Portenoy Russell K, Foley Kathleen M, Inturrisi Charles E
Pain Service, Dept. of Neurology, Memorial Sloan-Kettering Cancer Center, New York, NYU.S.A. Cornell University Medical College, New York, NYU.S.A.
Pain. 1990 Dec;43(3):273-286. doi: 10.1016/0304-3959(90)90025-9.
In recent years, the observation that the response of patients to opioid drugs may be influenced by properties inherent in the pain or pain syndrome, such as its pathophysiology, has evolved into the belief that certain types of pain, e.g., neuropathic pains, may be unresponsive to these drugs. This concept has important implications for both clinical practice and basic understanding of opioid mechanisms. We critically evaluate opioid responsiveness, particularly as it relates to neuropathic pain, and propose a clinically relevant definition and a paradigm for its investigation. The paradigm is illustrated by analgesic responses to opioid infusion in 28 patients with neuropathic pains and by a detailed presentation of the pharmacokinetic and pharmacodynamic relationships in one of these patients, whose central pain responded promptly to an infusion of hydromorphone. From this analysis, we hypothesize that (1) opioid responsiveness in man can be defined by the degree of analgesia achieved during dose escalation to either intolerable side effects or the occurrence of 'complete' or 'adequate' analgesia; (2) opioid responsiveness is a continuum, rather than a quantal phenomenon; (3) opioid responsiveness is determined by a diverse group of patient characteristics and pain-related factors, as well as drug-selective effects; and (4) a neuropathic mechanism may reduce opioid responsiveness, but does not result in an inherent resistance to these drugs. Given the complexity of factors contributing to opioid responsiveness and the observation that outcome cannot be reliably predicted, opioids should not be withheld on the assumption that pain mechanism, or any other factor, precludes a favorable response. Both the clinical use of opioids and paradigms to investigate opioid responsiveness should include dose escalation to maximally tolerated levels and repeated monitoring of analgesia and other effects.

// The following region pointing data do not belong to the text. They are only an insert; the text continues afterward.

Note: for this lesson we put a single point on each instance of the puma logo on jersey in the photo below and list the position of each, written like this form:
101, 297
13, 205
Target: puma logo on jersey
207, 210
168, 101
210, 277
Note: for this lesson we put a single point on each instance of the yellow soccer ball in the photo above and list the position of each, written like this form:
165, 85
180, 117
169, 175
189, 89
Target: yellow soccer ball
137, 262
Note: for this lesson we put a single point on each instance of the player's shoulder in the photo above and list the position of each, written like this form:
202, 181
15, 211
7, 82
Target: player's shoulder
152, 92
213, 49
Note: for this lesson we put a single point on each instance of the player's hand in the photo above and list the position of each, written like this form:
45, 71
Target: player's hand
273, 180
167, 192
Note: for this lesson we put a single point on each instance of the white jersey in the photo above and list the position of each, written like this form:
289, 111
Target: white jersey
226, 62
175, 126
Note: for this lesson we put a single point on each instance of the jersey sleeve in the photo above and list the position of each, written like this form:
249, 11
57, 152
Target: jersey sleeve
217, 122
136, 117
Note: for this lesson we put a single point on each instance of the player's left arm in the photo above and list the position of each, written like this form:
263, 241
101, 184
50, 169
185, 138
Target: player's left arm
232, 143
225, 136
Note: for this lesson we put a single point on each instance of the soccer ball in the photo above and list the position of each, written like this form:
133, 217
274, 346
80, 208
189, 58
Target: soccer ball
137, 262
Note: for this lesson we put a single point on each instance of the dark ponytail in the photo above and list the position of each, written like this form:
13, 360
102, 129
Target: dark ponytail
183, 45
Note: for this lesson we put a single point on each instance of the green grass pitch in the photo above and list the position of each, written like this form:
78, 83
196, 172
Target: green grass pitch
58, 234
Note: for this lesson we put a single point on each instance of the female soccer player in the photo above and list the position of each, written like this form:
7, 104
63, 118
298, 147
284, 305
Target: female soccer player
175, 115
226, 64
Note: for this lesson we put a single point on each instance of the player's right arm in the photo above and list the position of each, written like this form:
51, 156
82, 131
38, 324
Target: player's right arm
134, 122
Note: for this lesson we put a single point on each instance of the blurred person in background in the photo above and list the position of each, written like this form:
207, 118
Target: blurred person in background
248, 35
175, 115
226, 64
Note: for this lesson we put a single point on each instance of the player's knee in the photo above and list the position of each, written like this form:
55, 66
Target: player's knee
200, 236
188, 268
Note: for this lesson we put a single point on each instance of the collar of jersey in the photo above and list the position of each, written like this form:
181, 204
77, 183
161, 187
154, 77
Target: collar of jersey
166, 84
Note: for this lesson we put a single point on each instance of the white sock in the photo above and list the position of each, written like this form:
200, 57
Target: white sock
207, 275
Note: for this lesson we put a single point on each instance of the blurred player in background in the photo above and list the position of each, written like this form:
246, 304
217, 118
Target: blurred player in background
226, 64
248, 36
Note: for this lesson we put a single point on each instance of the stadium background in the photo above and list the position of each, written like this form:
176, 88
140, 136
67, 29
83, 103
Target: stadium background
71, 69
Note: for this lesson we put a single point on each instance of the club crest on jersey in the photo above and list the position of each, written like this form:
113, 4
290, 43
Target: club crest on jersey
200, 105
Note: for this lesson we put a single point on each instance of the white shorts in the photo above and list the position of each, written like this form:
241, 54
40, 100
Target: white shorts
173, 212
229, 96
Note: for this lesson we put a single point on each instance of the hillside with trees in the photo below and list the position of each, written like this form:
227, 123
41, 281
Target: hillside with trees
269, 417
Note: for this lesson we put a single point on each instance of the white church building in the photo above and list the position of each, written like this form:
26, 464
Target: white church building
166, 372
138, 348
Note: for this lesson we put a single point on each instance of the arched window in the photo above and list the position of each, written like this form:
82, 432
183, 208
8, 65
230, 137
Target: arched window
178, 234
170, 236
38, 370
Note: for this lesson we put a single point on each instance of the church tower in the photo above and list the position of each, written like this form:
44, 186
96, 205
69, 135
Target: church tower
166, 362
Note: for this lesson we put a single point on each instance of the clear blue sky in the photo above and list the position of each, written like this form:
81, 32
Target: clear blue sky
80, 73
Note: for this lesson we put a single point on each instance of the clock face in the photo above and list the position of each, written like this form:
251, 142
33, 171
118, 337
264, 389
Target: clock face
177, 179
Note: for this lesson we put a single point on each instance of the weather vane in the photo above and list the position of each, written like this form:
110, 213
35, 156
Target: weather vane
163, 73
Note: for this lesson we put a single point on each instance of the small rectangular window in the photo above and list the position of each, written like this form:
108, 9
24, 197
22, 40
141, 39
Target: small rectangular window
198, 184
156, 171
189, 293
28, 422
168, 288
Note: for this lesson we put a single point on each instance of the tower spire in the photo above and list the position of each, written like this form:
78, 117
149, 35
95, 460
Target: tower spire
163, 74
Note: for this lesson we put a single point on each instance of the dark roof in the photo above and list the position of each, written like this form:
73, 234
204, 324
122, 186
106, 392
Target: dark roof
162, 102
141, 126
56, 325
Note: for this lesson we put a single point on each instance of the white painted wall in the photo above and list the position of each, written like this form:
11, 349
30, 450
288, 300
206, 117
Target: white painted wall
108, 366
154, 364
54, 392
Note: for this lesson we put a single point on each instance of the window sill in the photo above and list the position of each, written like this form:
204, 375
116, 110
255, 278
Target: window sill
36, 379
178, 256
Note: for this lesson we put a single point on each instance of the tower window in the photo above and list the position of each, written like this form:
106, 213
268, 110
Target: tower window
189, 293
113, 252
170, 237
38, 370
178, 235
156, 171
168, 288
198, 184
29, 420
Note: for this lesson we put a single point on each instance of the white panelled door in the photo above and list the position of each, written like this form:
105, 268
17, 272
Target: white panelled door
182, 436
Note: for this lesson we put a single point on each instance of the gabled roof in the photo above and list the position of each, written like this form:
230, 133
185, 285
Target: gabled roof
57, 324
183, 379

近年来,有观察发现患者对阿片类药物的反应可能会受到疼痛或疼痛综合征固有特性(如病理生理学)的影响,这一观察已发展为一种观点,即某些类型的疼痛,如神经性疼痛,可能对这些药物无反应。这一概念对临床实践和阿片类药物作用机制的基础理解都具有重要意义。我们对阿片类药物反应性进行了批判性评估,特别是与神经性疼痛相关的反应性,并提出了一个与临床相关的定义及其研究范式。通过对28例神经性疼痛患者阿片类药物输注的镇痛反应,以及对其中1例中枢性疼痛对氢吗啡酮输注迅速产生反应的患者的药代动力学和药效学关系的详细阐述,对该范式进行了说明。通过这一分析,我们假设:(1)人类的阿片类药物反应性可通过剂量递增至出现无法耐受的副作用或达到“完全”或“充分”镇痛时所实现的镇痛程度来定义;(2)阿片类药物反应性是一个连续体,而非一种质反应现象;(3)阿片类药物反应性由多种患者特征、疼痛相关因素以及药物选择性效应决定;(4)神经性机制可能会降低阿片类药物反应性,但不会导致对这些药物产生固有抗性。鉴于导致阿片类药物反应性的因素复杂,且观察到结果无法可靠预测,不应基于疼痛机制或任何其他因素会排除良好反应的假设而停用阿片类药物。阿片类药物的临床应用以及研究阿片类药物反应性的范式都应包括将剂量递增至最大耐受水平,并反复监测镇痛效果及其他效应。